Friday 12 October 2012

Yen Weaker on U.S. Stability Signs; Singapore Dollar Up

By Monami Yui and Lucy Meakin - Oct 12, 2012 11:33 AM GMT+0400


The yen weakened for a second day against the euro as signs that the U.S. economy is stabilizing curbed demand for the safest assets.
Japan’s currency slid against all of 16 major peers track by Bloomberg before data today that analysts said will show U.S. consumer confidence was near the strongest since May. The euro headed for a weekly drop against the dollar before figures that may show European industrial production shrank in August. Singapore’s dollar rose after the city state’s monetary authority kept policy unchanged.
“There are certainly some signs of improvement in terms of U.S. data,” said Robert Rennie, chief currency strategist at Westpac Banking Corp. (WBC) in Sydney. “Market sentiment is pretty stable at the moment.”
The yen weakened 0.5 percent to 101.77 per euro as of 8:32 a.m. London time.

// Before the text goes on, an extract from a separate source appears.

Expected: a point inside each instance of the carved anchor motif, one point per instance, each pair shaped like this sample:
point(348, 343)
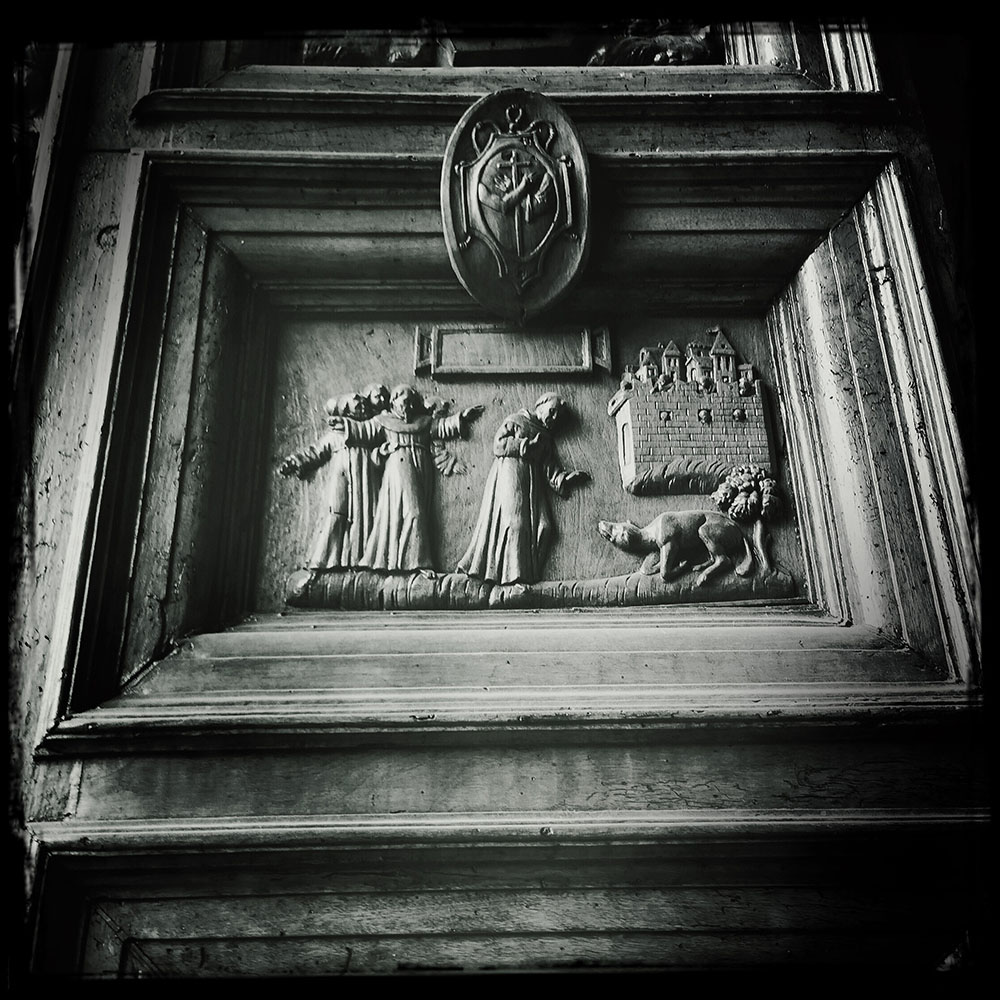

It slipped 0.2 percent to 78.46 per dollar. The 17-nation euro strengthened 0.4 percent to $1.2974, still headed for a 0.5 percent decline this week.
The MSCI Asia Pacific Index (MXAP) of shares rose for the first time in five days, climbing 0.4 percent.
The Thomson Reuters/University of Michigan sentiment index was at 78 in October, according to the median forecast of economists in a Bloomberg News survey before a preliminary reading of the U.S. confidence measure is released today. That would be little changed from September’s final reading of 78.3.

Jobless Claims

Labor Department figures yesterday showed initial applications for jobless benefits in the world’s largest economy fell 30,000 to 339,000 in the week ended Oct. 6, the fewest in more than four years.
The yen touched 77.95 per dollar yesterday, the strongest level since Oct. 1. The Japanese currency has appreciated 3.7 percent over the past six months, the best performance among the 10 developed-nation currencies tracked by Bloomberg Correlation- Weighted Indexes. The euro fell 1.9 percent and the dollar rose 0.2 percent in the same period.
Japan’s Finance Minister Koriki Jojima said yesterday he told his Group-of-Seven counterparts that the strength of the yen is hurting the nation’s economy and that countries should cooperate on foreign exchange if necessary. A stronger yen makes Japanese products pricier overseas and erodes domestic exporters’ earnings when repatriated.

Singapore Policy

Singapore’s dollar climbed against all of its 16 major counterparts. The nation’s central bank unexpectedly announced today that it would leave monetary policy unchanged, as inflation risks trump worries over a shrinking economy.
“This policy stance is assessed to be appropriate in containing inflationary pressures and keeping the economy on a path of restructuring towards sustainable growth,” the Monetary Authority of Singapore said today in a statement following its semi-annual exchange-rate review. There will be no change to the slope and width of the local currency’s trading band that the MAS uses as its main policy tool, the bank said. The level at which it is centered will also remain unchanged, the MAS said.
The Singapore dollar rose 0.5 percent to S$1.2216 versus its U.S. counterpart. It has advanced 6.2 percent this year, the best performance after the Mexican peso among the greenback’s 16 major counterparts.

Industrial Production

Industrial output in the euro area dropped 0.4 percent in August from July, when it gained a revised 0.5 percent, a Bloomberg poll of economists showed. The European Union’s statistics office is scheduled to release the figures today.
Standard & Poor’s this week downgraded Spain to BBB-, one level above junk, adding to pressure on the debt-saddled nation’s government to seek a sovereign bailout. The move would make it possible for the European Central Bank to buy Spain’s bonds to contain borrowing costs under a new program to stem the euro region’s debt crisis.
Spanish 10-year bonds yielded 5.74 percent today. The rate has dropped from the euro-era record of 7.75 percent reached in July to as low as 5.55 percent after ECB President Mario Draghi said the central bank is ready to do “whatever it takes” to preserve the euro.
While the ECB unveiled an unlimited debt-purchase program on Sept. 6, Spain’s Prime Minister Mariano Rajoy has held off on a decision about whether to request aid, a condition the ECB insists on. EU leaders will hold a two-day summit in Brussels starting Oct. 18.
“There is some buying of the euro as investors speculated the S&P downgrade may hasten Spain’s request for a bailout,” said Noriaki Murao, New York-based managing director of the marketing group at the Bank of Tokyo-Mitsubishi UFJ Ltd., a unit of Japan’s biggest financial group by market value. “The markets will be watching if any progress is made at the EU summit on both the Spanish and Greek situations.”